The choice of frequency for the radar beam is very important. If the beam interacts too strongly with the water in a cloud, in terms of either reflecting or attenuating the signal, then the radar will have only a limited ability to penetrate cloud structure. If the interaction with water is too weak, then no useful information can be returned at all.
The Chilbolton facility can analyse and extract a huge variety of data and it has a maximum range of around 160 kilometres.

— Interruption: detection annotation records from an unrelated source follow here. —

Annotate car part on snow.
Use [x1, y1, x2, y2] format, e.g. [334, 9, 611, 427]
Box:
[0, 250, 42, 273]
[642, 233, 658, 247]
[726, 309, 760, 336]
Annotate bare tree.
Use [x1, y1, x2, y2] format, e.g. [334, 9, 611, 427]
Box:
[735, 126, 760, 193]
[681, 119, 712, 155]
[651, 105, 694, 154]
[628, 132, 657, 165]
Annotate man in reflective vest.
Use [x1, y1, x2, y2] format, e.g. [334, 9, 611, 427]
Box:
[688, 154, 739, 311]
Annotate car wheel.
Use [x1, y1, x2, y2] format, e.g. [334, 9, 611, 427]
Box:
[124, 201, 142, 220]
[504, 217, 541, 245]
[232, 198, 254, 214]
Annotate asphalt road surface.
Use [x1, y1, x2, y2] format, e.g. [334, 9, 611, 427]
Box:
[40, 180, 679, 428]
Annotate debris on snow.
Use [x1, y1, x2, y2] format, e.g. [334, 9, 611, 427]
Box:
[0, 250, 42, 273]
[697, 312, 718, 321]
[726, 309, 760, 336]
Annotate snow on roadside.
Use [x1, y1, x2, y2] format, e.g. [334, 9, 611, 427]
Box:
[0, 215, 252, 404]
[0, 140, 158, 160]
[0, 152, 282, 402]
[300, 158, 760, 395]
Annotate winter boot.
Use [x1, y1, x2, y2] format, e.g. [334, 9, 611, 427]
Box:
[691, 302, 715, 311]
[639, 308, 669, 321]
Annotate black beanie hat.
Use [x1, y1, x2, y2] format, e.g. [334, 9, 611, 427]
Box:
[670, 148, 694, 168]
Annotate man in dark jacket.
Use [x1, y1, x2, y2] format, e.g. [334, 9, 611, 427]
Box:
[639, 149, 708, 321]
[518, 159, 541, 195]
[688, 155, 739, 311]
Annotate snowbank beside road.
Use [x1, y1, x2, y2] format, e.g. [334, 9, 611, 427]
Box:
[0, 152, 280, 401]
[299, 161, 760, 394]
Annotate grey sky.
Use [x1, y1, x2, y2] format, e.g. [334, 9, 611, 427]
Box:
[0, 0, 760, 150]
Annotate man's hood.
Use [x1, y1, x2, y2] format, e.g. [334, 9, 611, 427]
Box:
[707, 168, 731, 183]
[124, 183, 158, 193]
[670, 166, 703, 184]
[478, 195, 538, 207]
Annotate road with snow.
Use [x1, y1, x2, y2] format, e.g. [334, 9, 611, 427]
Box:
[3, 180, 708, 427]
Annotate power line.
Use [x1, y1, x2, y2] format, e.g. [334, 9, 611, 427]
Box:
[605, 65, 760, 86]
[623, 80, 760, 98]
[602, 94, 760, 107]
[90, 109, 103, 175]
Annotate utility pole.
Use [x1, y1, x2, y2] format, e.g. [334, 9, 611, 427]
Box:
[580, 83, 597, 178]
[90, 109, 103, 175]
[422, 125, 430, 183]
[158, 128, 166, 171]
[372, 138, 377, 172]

It is able to provide information on droplet density, size, speed, and whether the droplets are water or ice.
Using this tool, your reader could work out fairly accurately the total water content contained within a cloud and, from the structure of the cloud, how likely it is to start raining – this technique has proved very useful at the Wimbledon tennis championships in past years, which are, of course, notorious for being interrupted by downpours.
Such radars help to produce detailed information on weather, from tracking hurricanes to helping to produce your daily weather forecast and predicting areas of turbulence on aircraft flights.
Dave Richards
Cambridge, UK
This week’s questions
Hidden gas
Where do neon light manufacturers get their neon from? I know from school that any neon present on Earth was originally made in supernovae. But where is it now? Being inert, it cannot form compounds from which we can extract it, so is it just floating about in the atmosphere and, if so, how do we isolate and concentrate it for use in light tubes?
Fabian Nesmith
Paihiatua, New Zealand
Soap on a hope
Is it possible to blow a toroidal soap bubble (one shaped like a ring doughnut)? And, if it is, would it collapse immediately to a sphere? Could its life be prolonged by spinning its surface, as with smoke rings?
Peter Gardner,
Blawith, Cumbria, UK
Natural effervescence
The labels on some bottles of sparkling mineral water inform us that its carbon dioxide content comes from the same source as the water. This is removed when the water is collected and added again to the packaged bottle when it is ready to be sold to the public. In what form is CO2 found in natural mineral water springs, how does it get there and why is it removed and then added back before bottling?